Geo-tagged green certificate · issued by Grow-Trees.com

Key takeaways for faculty

  1. 1

    Move from technique-based to concept-based research

    Most published management research is statistically mechanical — give me any survey paper and I will challenge its data. The lasting work is conceptually fundamental and starts with a sound problem framework, not a sophisticated method.

  2. 2

    Tie every research project to a societal outcome

    "What did the society get out of this study?" If you cannot answer that question for a project, the publication is incidental, not foundational.

  3. 3

    Refuse the publication-machine identity

    Publication matters for AACSB, NIRF and EQUIS — but it cannot become the metric that crowds out the teacher in you.

  4. 4

    Treat AI as an IT tool, not a discipline

    Don't repeat the MBA-in-Insurance / MBA-in-Telecom mistake by building entire programs around it. The current AI age will not outlast five years; quantum is already at the door.

  5. 5

    Build the team before the vision

    Vision is fashionable but largely outsourceable. What no consultant can give you is a team capable of executing it. Individuals matter — they take organisations from Arsh to Farsh, or back.

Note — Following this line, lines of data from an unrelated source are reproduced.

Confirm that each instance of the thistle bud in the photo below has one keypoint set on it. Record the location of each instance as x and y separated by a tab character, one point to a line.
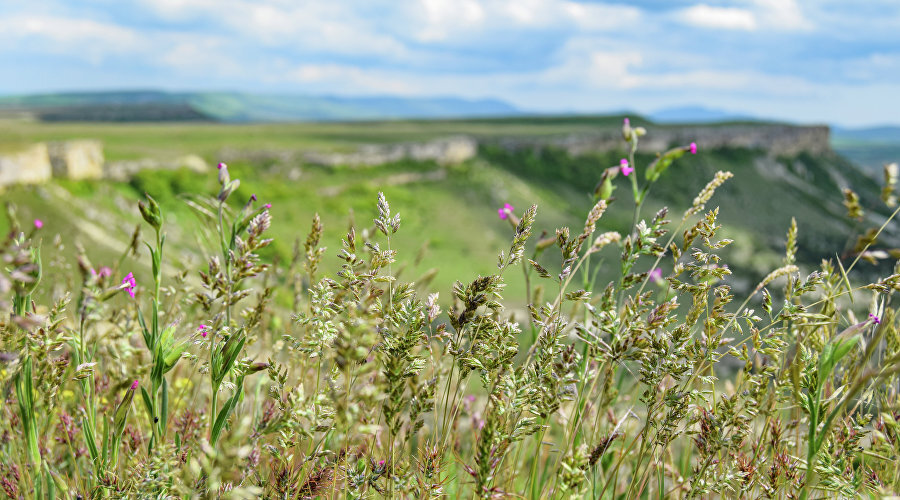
627	131
150	212
122	410
83	371
224	178
256	367
228	188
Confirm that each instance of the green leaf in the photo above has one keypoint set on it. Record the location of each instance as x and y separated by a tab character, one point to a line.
164	407
226	411
662	163
147	402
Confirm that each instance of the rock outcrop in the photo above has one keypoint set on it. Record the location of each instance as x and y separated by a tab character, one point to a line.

Speaking at One Jaipuria FDP

  • What separates a great faculty from a competent one: creation vs. reproduction
  • Why research must have a societal outcome, not just a publication
  • The publication-driven appraisal problem at AACSB / NIRF / EQUIS-graded institutions
  • AI-powered evaluation at IIM Calcutta — three-tool architecture, benefit of doubt to the student
  • AI-replicas of faculty: voice, expression and modulation captured in 5 minutes, delivering 90-minute lectures across batches
  • Leadership: building the team is more important than crafting the vision

Q&A captured

Q. For an early-career faculty who doesn't want to play the publication game but wants to do meaningful research — what would you suggest?

The key lies in literature review — the part everyone finds most boring. Have patience in the early years. The sounder your problem framework, the better your publication. AI-powered paper summarisation tools now make this far less painful than it was even five years ago.

Q. How do you judge whether a research paper is good or bad?

Look at data consistency — there is software for this now. And look at questionnaire design: the use of double-barrelled questions, negative-keyed questions, and built-in cross-checks separates serious work from response-pattern fishing.

Q. What are the essentials of leadership?

The textbook says functional skill at the bottom, human skill in the middle, conceptual skill at the top — I disagree slightly. Vision is largely outsourceable; consultants will give you one. What no-one can give you is a team that delivers it. Build the team. Individuals matter.